Menjalani gaya hidup minim sampah, saya sadar tidak realistis untuk benar-benar nol plastik. Sampah non-degradable bisa dilokalisasi di TPA, sedangkan polusi udara tidak bisa—kita menghirup udara yang sama, kawan. Ya, ada isu mikroplastik, pemakaian sumber daya (terutama minyak), dan lain-lain. Saat kebakaran hutan di Sumatra, Singapura juga kena asap. Memang tidak selalu global, tetapi jelas bukan masalah lokal semata. Bicara sumber daya, perang air sudah terjadi; mungkin tinggal menunggu waktu Asia saling sikut karena air—kita tidak butuh “perang minyak”. Serial game Fallout menggambarkan dunia yang porak poranda karena nuklir, sebagai akibat perang sumber daya. Kapasitas kehancuran itu nyata; mudah dilupakan semakin lama jarak dari Perang Dunia yang terakhir terjadi di tahun 1945, tetapi manusia tetap punya kemampuan untuk menghancurkan masing-masing.
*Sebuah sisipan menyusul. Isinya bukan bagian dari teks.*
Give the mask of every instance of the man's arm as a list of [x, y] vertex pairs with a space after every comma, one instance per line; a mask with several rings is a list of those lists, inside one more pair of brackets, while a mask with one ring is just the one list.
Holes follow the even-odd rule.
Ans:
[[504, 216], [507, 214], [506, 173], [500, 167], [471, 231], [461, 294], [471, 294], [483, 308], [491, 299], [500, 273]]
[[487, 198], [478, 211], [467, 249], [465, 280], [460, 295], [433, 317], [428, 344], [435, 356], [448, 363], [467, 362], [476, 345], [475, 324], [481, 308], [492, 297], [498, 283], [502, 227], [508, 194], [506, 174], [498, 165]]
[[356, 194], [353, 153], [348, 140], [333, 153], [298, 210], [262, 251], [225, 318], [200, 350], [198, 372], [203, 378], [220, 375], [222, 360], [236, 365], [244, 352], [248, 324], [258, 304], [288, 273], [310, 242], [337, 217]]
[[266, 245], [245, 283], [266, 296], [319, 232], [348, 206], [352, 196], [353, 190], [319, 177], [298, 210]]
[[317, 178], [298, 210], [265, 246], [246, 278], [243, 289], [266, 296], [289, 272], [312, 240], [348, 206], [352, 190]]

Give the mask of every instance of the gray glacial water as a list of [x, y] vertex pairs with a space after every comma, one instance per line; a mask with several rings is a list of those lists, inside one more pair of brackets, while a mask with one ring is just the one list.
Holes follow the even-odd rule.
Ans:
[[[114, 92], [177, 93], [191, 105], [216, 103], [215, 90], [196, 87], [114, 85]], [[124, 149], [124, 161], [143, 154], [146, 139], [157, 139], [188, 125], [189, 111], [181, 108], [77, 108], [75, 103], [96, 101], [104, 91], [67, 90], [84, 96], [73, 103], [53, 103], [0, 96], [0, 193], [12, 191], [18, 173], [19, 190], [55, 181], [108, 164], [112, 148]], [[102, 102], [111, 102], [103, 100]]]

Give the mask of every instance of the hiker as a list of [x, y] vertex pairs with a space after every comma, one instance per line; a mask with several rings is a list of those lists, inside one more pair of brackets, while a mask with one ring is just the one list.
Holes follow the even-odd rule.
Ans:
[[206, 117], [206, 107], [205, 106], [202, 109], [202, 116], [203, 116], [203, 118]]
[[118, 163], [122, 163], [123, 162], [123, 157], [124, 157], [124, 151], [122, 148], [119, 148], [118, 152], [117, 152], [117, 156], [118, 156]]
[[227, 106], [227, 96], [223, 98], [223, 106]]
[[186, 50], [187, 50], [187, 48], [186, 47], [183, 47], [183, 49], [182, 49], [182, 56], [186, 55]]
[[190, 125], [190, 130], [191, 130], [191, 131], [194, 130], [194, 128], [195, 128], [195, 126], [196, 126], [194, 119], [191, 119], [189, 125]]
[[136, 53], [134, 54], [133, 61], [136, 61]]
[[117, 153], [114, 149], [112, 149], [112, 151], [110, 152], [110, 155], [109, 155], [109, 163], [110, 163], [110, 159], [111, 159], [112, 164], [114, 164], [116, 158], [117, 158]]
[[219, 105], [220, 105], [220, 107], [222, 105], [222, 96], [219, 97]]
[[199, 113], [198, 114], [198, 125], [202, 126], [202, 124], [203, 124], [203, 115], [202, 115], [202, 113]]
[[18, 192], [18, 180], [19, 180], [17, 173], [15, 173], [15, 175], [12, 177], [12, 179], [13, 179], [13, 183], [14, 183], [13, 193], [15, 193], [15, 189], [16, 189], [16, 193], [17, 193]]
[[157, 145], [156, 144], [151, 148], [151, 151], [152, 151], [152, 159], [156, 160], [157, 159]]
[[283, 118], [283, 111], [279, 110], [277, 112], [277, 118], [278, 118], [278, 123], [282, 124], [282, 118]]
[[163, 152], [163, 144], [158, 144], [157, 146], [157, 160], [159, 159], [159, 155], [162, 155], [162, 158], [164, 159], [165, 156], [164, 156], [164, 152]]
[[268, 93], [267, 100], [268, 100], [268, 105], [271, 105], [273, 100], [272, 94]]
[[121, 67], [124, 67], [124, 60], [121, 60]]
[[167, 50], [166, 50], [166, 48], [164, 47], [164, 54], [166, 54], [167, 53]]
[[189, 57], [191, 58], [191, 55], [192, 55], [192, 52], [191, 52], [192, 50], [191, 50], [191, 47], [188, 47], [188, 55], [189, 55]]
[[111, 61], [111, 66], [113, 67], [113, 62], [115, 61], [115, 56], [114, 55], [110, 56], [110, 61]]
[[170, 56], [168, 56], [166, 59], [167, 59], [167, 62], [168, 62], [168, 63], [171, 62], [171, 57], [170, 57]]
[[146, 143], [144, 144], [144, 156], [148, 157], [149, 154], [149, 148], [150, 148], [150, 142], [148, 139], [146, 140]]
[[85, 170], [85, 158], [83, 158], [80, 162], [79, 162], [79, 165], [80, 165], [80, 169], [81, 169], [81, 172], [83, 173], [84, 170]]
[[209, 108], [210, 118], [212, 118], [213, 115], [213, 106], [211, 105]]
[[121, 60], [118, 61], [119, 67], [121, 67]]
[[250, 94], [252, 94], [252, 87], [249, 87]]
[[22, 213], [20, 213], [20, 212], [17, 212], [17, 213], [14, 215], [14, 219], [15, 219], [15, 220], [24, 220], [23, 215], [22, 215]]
Sisi positifnya, sepeda makin populer di tengah ketidakpastian harga energi. Di Indonesia, bensin makin mahal. Di kompleks tempat saya tinggal, sepeda semakin banyak; saya sampai sering tersenyum sendiri saat gowes. Jangan salah, saya tidak senang dengan kenaikan harga bensin menjadikan harga makanan dan kebutuhan pokok ikut naik. Tetapi setidaknya saya bisa melihat alternatif.
Kepemilikan mobil bisa menguras kantong—bensin, servis, depresiasi, pajak tahunan—semuanya jika dijumlahkan rasanya tidak masuk akal untuk kondisi saya saat ini. Jangan pancing jiwa frugal saya; hitung kasar saja sudah jelas merugikan. Bukan berarti saya anti-konsumsi (meskipun saya bangga menjadi anggota forum Reddit r/anticonsumption). Saya selalu merasa bahwa kita sering “melegitimasi” kebutuhan palsu—hal yang sebenarnya hanya keinginan, tapi kita buat dengan segala cara seolah-olah menjadi kebutuhan. Padahal kita bisa hidup—bahkan lebih baik—dengan jauh lebih sedikit.
Begitulah pandangan saya tentang mobil, bahkan motor. Kebanyakan hanya dipakai pulang-pergi tiap hari, duduk (dan butuh lahan parkir luas), lalu terjebak THE traffic. Kenapa saya tulis dengan kapital? Karena itu penderitaan ultimate: panas, polusi, bising, tanpa nilai produktif. Mobil dan motor terjebak macet—membakar bensin, uang, dan bumi. Demi apa? Bergerak inci demi inci mendekat ke rumah. Inefisiensi . Bagi saya, tidak ada yang lebih menyiksa diri selain macet. Kondisi dimana kita sadar bahwa 30 menit hingga satu jam ke depan masih di situ bersama ratusan orang lainnya, hanya berusaha menuju suatu tempat yang sebetulnya jaraknya tidak seberapa.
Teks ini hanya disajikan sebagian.